近年、種々の用途で、動作体の回転動作や直線的動作に関連する物理量を検出する磁気センサシステムが用いられている。一般的に、磁気センサシステムは、スケールと磁気センサとを備え、磁気センサによって、スケールと磁気センサとの相対的位置関係に関連する信号を生成するようになっている。
磁気センサは、被検出磁界を検出する磁気検出素子を含んでいる。特許文献1には、磁気検出素子として、いわゆるスピンバルブ型の磁気抵抗効果素子(以下、MR素子とも記す。)を用いた磁気センサが記載されている。スピンバルブ型のMR素子は、方向が固定された磁化を有する磁化固定層と、被検出磁界に応じて磁化が変化する自由層と、磁化固定層と自由層の間に配置された非磁性層とを有している。スピンバルブ型のMR素子には、非磁性層がトンネルバリア層であるTMR素子と、非磁性層が非磁性導電層であるGMR素子とが含まれる。
磁気センサには、磁気検出素子に対してバイアス磁界を印加する手段を備えたものがある。バイアス磁界は、例えば、被検出磁界の強度の変化に対して磁気検出素子が線形に応答するようにするために用いられる。また、スピンバルブ型のMR素子を用いた磁気センサでは、バイアス磁界は、被検出磁界がないときに、自由層を単磁区化し、且つ自由層の磁化の方向を一定の方向に向かせるためにも用いられる。
特許文献1には、スピンバルブ型のMR素子と、MR素子を挟むように配置されてバイアス磁界を発生する一対の永久磁石とを備えた磁気センサが記載されている。

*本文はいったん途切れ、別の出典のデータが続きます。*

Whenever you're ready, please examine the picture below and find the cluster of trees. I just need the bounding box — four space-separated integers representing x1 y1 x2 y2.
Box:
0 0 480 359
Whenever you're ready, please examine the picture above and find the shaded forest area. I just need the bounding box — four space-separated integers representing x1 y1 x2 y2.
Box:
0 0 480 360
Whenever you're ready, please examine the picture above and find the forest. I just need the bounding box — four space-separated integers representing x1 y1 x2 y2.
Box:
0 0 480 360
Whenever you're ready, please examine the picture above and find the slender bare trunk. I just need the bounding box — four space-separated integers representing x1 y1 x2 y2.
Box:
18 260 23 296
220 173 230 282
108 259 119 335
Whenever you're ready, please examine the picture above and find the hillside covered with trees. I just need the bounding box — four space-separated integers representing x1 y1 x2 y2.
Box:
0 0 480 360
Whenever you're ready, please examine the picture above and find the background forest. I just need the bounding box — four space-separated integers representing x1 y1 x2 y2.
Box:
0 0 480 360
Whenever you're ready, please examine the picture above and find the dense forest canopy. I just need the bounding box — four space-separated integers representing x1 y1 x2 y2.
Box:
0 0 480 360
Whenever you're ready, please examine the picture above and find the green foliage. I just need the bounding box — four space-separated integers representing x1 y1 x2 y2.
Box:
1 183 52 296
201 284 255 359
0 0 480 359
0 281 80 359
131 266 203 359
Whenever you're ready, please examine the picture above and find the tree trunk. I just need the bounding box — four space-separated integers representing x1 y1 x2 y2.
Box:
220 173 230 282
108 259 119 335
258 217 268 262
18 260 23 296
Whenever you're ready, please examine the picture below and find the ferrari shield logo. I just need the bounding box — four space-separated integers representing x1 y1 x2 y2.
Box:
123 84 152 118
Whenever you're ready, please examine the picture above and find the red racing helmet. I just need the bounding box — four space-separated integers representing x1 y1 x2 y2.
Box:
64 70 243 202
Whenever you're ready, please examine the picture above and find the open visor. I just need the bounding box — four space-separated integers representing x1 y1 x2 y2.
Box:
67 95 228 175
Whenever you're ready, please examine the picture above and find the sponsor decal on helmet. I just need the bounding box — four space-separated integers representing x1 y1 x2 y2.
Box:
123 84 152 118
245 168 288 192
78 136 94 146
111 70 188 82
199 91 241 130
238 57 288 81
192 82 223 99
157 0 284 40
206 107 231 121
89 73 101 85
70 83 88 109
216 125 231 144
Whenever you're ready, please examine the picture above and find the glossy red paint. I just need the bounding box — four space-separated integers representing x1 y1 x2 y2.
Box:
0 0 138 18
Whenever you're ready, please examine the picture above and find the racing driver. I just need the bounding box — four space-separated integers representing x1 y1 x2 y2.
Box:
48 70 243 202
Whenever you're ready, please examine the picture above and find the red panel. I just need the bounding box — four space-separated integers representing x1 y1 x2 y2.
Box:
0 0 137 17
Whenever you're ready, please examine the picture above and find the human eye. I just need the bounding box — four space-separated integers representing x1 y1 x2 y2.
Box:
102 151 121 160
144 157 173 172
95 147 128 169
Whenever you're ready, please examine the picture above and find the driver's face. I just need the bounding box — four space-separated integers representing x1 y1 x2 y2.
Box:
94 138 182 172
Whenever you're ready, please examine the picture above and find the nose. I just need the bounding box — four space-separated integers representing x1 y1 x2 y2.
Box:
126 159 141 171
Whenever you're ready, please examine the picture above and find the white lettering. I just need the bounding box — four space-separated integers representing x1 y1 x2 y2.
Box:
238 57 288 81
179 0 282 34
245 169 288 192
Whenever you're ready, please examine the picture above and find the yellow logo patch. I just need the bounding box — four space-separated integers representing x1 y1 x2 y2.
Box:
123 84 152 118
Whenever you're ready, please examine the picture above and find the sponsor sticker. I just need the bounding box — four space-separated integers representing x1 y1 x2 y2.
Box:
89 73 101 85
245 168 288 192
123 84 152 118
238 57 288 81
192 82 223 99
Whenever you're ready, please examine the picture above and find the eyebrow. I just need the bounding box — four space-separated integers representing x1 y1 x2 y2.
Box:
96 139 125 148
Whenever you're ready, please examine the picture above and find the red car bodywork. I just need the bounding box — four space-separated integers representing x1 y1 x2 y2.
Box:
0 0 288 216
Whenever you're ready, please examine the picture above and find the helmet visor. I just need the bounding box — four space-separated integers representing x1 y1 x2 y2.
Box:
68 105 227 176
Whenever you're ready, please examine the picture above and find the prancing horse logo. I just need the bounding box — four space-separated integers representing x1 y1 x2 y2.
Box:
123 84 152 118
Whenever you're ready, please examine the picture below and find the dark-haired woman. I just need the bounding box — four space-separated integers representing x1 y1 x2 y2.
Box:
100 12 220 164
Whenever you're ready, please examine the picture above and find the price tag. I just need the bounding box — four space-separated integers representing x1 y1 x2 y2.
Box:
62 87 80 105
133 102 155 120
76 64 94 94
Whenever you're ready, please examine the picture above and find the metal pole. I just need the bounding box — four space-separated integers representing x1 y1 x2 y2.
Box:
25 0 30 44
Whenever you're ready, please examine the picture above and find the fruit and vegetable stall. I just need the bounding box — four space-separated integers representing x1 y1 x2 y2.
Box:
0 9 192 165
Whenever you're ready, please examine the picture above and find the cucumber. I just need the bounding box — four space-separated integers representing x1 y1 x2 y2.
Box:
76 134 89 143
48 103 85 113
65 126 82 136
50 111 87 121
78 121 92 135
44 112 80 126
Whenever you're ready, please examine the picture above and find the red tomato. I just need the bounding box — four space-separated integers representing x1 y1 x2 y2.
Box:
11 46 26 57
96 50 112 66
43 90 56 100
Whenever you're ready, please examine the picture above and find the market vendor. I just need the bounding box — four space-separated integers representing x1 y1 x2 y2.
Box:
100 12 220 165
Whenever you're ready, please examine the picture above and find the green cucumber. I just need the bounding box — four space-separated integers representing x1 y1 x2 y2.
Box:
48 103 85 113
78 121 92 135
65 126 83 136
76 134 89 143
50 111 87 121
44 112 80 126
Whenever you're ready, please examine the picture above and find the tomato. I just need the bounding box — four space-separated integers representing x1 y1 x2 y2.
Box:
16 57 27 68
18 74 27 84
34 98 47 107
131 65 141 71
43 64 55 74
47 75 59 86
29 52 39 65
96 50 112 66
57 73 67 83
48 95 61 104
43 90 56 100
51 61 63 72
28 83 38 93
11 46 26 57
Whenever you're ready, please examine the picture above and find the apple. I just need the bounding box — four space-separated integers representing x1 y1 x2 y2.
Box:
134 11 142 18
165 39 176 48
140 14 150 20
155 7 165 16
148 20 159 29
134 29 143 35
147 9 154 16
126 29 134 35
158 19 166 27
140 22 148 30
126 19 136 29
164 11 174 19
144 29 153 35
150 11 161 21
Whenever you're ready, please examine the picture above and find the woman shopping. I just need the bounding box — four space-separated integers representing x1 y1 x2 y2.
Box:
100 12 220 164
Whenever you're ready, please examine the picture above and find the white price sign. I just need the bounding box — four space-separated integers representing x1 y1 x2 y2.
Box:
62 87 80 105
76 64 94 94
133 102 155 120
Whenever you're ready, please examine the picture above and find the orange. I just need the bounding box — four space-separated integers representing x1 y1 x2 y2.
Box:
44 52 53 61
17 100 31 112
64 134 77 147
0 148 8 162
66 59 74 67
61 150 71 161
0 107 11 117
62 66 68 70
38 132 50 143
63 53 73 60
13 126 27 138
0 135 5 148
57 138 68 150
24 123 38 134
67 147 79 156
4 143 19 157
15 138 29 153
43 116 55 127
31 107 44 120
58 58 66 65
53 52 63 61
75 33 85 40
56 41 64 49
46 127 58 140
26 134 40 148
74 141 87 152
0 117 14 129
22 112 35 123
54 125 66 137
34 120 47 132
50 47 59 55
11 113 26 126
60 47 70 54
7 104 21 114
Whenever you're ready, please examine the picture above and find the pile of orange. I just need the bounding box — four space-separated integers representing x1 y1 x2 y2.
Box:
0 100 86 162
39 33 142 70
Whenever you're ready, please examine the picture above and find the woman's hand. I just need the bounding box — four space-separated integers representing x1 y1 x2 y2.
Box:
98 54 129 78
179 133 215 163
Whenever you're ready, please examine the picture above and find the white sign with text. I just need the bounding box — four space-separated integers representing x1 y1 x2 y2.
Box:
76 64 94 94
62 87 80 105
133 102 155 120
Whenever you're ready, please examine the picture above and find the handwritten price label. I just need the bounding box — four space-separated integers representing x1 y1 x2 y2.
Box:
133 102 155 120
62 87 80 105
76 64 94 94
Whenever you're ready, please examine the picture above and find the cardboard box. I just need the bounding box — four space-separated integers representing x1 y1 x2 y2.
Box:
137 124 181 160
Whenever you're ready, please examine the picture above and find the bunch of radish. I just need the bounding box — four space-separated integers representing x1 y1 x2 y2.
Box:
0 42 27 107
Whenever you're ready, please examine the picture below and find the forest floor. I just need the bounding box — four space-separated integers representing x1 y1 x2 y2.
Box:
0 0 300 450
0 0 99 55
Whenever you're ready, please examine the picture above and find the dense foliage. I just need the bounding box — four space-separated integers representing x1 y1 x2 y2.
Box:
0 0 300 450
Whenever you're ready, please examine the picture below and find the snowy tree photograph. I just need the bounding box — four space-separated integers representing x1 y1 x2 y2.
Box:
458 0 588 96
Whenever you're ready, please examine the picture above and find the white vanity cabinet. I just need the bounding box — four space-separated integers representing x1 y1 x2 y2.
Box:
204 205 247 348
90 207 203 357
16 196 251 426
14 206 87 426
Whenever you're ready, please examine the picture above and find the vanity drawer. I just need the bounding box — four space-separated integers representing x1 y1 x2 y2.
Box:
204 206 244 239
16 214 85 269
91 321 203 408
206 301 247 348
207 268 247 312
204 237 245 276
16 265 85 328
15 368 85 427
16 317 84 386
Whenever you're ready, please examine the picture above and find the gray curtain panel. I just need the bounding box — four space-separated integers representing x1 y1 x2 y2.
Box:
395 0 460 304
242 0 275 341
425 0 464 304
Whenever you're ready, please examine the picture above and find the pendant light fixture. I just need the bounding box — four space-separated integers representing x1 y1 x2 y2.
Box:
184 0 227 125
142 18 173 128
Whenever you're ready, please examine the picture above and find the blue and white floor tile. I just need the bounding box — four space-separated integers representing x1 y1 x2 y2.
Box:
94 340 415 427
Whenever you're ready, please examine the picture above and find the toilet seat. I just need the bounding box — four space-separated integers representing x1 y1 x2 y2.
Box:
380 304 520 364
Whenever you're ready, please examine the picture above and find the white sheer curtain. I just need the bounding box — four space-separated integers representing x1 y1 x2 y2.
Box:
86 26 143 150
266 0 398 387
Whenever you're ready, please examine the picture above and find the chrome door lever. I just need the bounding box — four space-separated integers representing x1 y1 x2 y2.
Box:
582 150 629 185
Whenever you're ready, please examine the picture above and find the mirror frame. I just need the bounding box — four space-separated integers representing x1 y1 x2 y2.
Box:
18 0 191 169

特許文献1に記載されているような、バイアス磁界を発生する手段として一対の永久磁石を用いた磁気センサでは、以下のような問題点がある。このような磁気センサは、通常、被検出磁界の強度が永久磁石の保磁力を超えないという条件の下で使用される。しかし、磁気センサは、様々な環境で使用され得るため、永久磁石の保磁力を超える強度の外部磁界が、一時的に永久磁石に印加されることが起こり得る。このような外部磁界が一時的に永久磁石に印加されると、永久磁石の磁化の方向が、当初の方向から変化し、外部磁界がなくなっても当初の方向から変化したままになる場合がある。この場合、バイアス磁界の方向が所望の方向から変化してしまう。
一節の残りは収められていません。